Her hand slipped from mine as I backed away. Kate called out to me but I had already turned and started running. Bear’s claws scrabbled against the tarmac behind me, racing to keep up. I heard Kate’s voice one last time as we ran through the gate and turned east toward a patch of trees where the land dipped down into the valley. We hit the edge of it just as another bombing run completed out in the valley. The ground shook and my foot hit thin air, sending me tumbling down the embankment.
Rocks and twigs raked my arms and back as Bear and I went spinning down the face of the hill. We hit the bottom with a jolt and rolled into a thin stream of icy water. I lay there buzzing and numb, holding my breath against the rush of pain I knew was coming.
Far above me, there was a swell of engines, loud even over the sounds of the battle, and then the jet’s running lights appeared as it strained against gravity and rose into the sky. Trails of tracer fire chased it but they fell short. In seconds the jet was swallowed up by the dark.
I imagined all of them looking down at fires in the valley and then the snaking lights of the evacuees on the highway, relieved to see them grow smaller and fade away. I wondered how cold that relief would feel when they looked back and saw the place where Alec was meant to sit.

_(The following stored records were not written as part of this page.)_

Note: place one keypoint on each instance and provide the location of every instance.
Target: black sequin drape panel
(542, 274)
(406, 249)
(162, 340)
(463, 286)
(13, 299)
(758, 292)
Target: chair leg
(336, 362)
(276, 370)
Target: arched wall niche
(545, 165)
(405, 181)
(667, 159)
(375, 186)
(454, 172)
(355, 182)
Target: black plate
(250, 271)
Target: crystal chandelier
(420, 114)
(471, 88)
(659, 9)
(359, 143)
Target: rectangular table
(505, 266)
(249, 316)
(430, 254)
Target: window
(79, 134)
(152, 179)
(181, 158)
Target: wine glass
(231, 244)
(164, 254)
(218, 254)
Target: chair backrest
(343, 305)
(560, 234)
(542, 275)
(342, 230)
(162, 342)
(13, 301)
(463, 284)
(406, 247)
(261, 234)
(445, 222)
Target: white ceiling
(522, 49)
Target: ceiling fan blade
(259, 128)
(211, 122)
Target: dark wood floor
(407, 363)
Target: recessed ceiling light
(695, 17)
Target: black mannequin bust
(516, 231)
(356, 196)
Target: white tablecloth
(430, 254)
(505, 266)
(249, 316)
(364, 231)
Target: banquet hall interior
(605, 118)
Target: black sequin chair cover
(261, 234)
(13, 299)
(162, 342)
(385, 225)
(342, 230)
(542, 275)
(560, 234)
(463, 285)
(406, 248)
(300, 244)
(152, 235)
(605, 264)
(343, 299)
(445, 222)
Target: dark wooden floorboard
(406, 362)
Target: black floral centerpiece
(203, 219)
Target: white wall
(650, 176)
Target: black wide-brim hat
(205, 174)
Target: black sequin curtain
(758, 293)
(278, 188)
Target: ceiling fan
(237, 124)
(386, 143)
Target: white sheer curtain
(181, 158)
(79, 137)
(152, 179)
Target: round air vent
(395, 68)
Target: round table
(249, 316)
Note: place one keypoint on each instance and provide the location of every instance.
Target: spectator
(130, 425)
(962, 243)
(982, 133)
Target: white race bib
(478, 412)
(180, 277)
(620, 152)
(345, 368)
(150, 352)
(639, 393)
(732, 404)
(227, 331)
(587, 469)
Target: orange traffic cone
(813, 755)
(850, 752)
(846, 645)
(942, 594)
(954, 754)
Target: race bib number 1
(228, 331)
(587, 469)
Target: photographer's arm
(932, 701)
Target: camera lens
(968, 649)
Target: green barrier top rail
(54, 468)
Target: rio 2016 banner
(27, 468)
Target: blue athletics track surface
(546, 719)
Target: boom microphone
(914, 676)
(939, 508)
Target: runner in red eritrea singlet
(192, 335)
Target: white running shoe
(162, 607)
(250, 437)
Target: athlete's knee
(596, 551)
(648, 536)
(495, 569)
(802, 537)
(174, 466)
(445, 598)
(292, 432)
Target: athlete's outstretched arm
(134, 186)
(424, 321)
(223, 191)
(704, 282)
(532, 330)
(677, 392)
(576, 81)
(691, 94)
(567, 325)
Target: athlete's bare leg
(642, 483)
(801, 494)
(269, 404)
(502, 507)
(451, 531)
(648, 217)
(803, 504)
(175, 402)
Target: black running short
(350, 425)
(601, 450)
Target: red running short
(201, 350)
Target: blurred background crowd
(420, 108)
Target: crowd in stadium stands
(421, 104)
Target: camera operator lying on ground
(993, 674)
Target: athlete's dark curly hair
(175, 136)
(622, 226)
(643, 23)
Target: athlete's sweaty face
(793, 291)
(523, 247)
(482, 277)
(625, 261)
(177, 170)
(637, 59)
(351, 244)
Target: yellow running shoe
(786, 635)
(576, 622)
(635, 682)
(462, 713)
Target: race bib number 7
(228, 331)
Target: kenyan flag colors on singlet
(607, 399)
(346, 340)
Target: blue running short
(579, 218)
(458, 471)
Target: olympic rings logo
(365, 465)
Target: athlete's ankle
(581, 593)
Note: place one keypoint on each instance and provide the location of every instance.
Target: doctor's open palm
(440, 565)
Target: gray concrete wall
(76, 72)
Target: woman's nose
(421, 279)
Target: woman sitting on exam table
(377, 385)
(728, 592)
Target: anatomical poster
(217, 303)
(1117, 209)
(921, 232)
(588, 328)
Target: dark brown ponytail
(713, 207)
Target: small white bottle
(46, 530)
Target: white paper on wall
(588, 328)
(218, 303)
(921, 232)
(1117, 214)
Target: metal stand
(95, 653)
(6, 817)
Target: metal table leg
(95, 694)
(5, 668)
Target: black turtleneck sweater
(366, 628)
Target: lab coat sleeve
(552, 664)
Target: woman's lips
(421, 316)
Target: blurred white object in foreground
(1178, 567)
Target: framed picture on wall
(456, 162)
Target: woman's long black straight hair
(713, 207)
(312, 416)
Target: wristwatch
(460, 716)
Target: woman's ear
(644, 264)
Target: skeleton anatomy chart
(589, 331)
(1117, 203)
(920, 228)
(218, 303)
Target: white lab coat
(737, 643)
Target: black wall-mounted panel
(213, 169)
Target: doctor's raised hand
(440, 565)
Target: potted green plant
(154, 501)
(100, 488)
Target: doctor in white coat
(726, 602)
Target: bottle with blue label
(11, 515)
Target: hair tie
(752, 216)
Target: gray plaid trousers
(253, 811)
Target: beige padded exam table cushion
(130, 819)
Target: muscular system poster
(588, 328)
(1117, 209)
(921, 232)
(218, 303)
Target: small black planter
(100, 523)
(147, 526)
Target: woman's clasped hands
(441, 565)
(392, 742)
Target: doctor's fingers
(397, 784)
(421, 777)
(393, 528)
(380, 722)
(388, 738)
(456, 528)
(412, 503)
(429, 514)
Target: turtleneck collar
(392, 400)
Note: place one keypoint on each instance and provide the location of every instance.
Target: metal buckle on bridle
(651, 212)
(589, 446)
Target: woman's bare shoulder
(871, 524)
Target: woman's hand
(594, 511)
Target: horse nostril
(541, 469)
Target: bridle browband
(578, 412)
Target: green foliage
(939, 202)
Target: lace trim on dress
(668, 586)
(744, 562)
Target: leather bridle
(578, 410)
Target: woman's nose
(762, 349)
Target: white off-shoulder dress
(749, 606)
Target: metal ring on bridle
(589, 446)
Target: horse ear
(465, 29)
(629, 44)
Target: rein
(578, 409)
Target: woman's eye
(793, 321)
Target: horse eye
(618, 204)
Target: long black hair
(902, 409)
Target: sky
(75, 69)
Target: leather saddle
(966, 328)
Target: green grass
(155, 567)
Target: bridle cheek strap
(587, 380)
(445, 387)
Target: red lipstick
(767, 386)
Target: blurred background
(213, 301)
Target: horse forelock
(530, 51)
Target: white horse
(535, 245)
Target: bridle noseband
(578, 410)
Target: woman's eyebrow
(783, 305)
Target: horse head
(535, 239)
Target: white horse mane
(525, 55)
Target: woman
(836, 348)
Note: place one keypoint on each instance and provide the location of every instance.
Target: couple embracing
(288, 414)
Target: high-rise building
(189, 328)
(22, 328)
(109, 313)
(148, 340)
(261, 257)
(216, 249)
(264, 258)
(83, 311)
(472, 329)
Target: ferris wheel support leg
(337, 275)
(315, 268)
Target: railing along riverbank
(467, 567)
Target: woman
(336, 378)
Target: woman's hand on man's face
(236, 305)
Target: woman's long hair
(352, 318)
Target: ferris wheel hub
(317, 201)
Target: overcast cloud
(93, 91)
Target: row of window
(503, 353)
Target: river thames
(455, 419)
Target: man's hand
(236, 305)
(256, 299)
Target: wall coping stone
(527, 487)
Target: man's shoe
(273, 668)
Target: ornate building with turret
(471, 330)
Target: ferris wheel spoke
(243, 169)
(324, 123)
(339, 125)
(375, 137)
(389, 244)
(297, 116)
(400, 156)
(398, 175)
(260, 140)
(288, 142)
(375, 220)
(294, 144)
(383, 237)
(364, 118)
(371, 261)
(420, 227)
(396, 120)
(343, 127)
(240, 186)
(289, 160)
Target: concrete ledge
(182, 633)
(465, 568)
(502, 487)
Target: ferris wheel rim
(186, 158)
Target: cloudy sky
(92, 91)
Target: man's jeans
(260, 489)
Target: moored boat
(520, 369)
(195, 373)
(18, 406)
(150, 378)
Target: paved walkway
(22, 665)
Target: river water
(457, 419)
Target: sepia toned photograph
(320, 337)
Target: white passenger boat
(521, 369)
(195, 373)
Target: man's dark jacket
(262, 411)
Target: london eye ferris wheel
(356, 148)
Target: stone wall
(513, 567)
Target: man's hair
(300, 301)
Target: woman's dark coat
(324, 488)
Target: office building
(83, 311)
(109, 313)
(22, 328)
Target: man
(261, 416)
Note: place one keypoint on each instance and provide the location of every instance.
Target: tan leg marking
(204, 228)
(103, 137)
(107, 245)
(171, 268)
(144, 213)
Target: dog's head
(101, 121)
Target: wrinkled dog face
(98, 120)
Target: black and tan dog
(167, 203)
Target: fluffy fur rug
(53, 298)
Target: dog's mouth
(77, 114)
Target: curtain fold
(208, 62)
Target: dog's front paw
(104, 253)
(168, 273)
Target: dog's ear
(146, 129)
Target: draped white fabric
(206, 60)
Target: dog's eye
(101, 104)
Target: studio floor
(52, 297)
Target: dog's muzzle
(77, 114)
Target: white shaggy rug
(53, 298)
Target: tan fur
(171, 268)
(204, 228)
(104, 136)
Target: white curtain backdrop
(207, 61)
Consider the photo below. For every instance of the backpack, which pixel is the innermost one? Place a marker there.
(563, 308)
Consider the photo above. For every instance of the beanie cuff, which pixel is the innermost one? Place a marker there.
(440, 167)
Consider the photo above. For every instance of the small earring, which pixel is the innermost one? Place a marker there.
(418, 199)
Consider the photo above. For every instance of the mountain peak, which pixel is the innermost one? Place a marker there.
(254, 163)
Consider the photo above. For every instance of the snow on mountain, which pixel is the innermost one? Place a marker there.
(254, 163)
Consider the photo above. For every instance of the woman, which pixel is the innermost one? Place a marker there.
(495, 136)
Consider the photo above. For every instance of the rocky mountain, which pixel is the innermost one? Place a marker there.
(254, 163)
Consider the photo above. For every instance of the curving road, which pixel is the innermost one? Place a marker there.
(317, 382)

There was a whimper behind me and I turned to find Bear lying in the water, dazed and still.
“Bear?”
I crawled across the ground, grimacing from the pain, and reached out for him. Bear’s teeth flashed as he snapped at my finger.
“Hey. It’s me.”
Bear kicked himself back into the muck near the stream, coiling up and eyeing me warily. He growled when I went for him again, so I held up my hands and eased back onto my knees to examine him from a distance.
“Shhh. Shhhhh.”
There was a shallow gash on his belly and another on his side, but it was one of his front legs that was the real problem. It was bloody from a deep cut that ran nearly its length and the paw was badly swollen. It was the paw he had been avoiding on and off for days. It looked like one of the thin bones just back from his claw had snapped. I looked down the length of the ditch. It had to be a mile or more to the highway.
The fighting was still raging in the valley behind us. We had no choice. I plunged my hands in the scummy water of the ditch and scrubbed the soot and sweat from my face before drinking deep to purge the acid from my throat.
Bear growled steadily as I reached for him. Moving as slow as I could, I got one of my hands on his side and held it there. His fur was hot and his heart was racing. His growl rose in pitch as I moved closer. He snapped again, drawing blood, but I managed to get my hands hooked under his front legs and lift. My wrist throbbed and he yelped in pain but I got him up onto my shoulder, holding him steady and letting him settle as the icy water of the stream coursed around my feet.
When I felt his head fall to my shoulder I held him tight and started moving. I stayed as low as I could, stroking Bear’s back and whispering in his ear as I crept the length of the ditch. We finally came to a place where the water ran into another concrete pipe. I could hear honking horns and idling engines just above us.
I climbed the embankment around the pipe, awkwardly leaning forward so Bear’s weight wouldn’t throw me off balance and send us tumbling backward. He began a steady whine in my ear. The sound of it gutted me. I wanted nothing more than to stop and hold him until it passed, but I kept pushing us on, focused on the highway sounds ahead. A couple feet from the top, I set Bear down and belly-crawled the rest of the way until I could peek between two thin trees.
The highway was choked with a river of cars and trucks stopped dead. Horns and voices blared and miles of brake lights glowed bloodred, from where I stood out to the horizon. Bear stood watching it all, his injured paw held tight to his chest.
“Hey! Over here!”
A rusty Chevy sat a few cars down from us. The passenger-side window was open and a gray-haired woman was leaning out of it and waving us down. Bear lifted his head and then hobbled over to her. When he reached the car, he jumped up on his hind legs and hooked his one good paw over the window. The woman produced a bag of crackers and fed them to him one by one.